Dr. G wrote:Einsteen and T. Sz:
I think we must be very careful about using the word decelerate when we really mean less acceleration! Indeed, many physics textbooks advise never to use the word "decelerate" but recommend instead using "negative acceleration" to avoid the ambiguity inherent in the word "decelerate".
In the example of the French building I posted yesterday, which no one has tried to calculate, (too bad, because it's very instructive), you have a good example of decreasing acceleration accompanied by a velocity increase. Thus if the upper block descends the first 7 meters in 1.22 seconds and the first 14 meters in 1.78 seconds, the drop from 7 to 14 meters obviously took 0.56 seconds. This implies that the acceleration changed from 9.4 m/s^2 to 3.69 m/s^2 at the 1.22 second mark. However it's simple to show that the velocity would have been 11.5 m/s at 1.22 seconds and 13.53 m/s at 1.78 seconds, so we should not say the upper block decelerated, because the velocity was always increasing, but rather there was a reduction in the acceleration.

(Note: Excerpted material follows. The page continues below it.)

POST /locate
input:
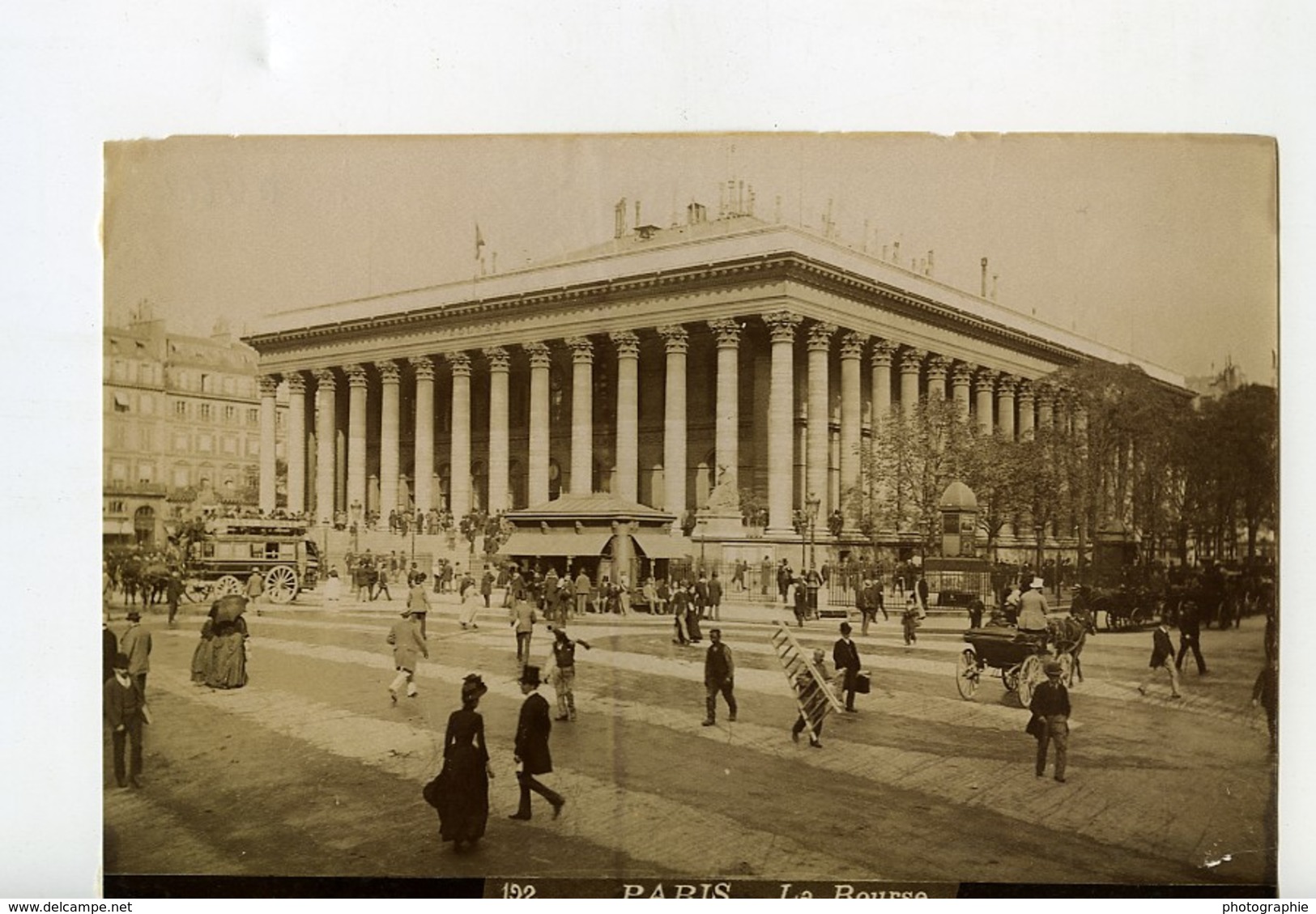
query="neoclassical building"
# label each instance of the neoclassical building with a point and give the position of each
(649, 368)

And, by the way, this example nicely illustrates how precise the video measurements must be to detect these effects! After 1.22 seconds, or 7 meters of "near free fall" at 9.4 m/s^2, the block is moving at 11.5 m/s. It turns out that there is a change by a factor of two in the acceleration if the time to drop the 2nd 7 meters changes by a mere 0.04 seconds! It follows that in order to detect a jolt at 1.22 seconds (in my example!), the drop data must be recorded with a precision of better than 0.1 meters which implies a sampling rate of 10 milliseconds. I seriously doubt this level of precision is possible with any of the videos we are discussing.
It isn't just reduced acceleration in the abc tower, although that does occur after the first two story fall probably due to the loose debris of the demolished floors, there was a real 15 to 20% velocity loss
after the third story of the fall. This would have been when the upper block impacted the intact lower block. In the terms you would like to use, that means there was negative acceleration
. It is quite unambiguous also, as it takes time for the velocity to recover and the velocity drop can be detected with more than one data point. Measure it and see for yourself.
In WTC 1 the energy requirements to buckle the columns on the 97th and 99th floors would have drained 85% of the pre-impact velocity and conservation of momentum in picking up the 98th floor slab would have reduced it further. It would have been a dramatic velocity loss if there was an impulse after a 12 foot drop. There would then have been about a 1000 millisecond window to detect the velocity loss while it was recovering to pre-impact levels. But we don't see this velocity loss in WTC 1, therefore there was no negative acceleration, which means no force amplification and no natural mechanism for collapse. There is no way around that and that is why Dr. Bazant thought there had to be an impact and velocity loss or negative acceleration.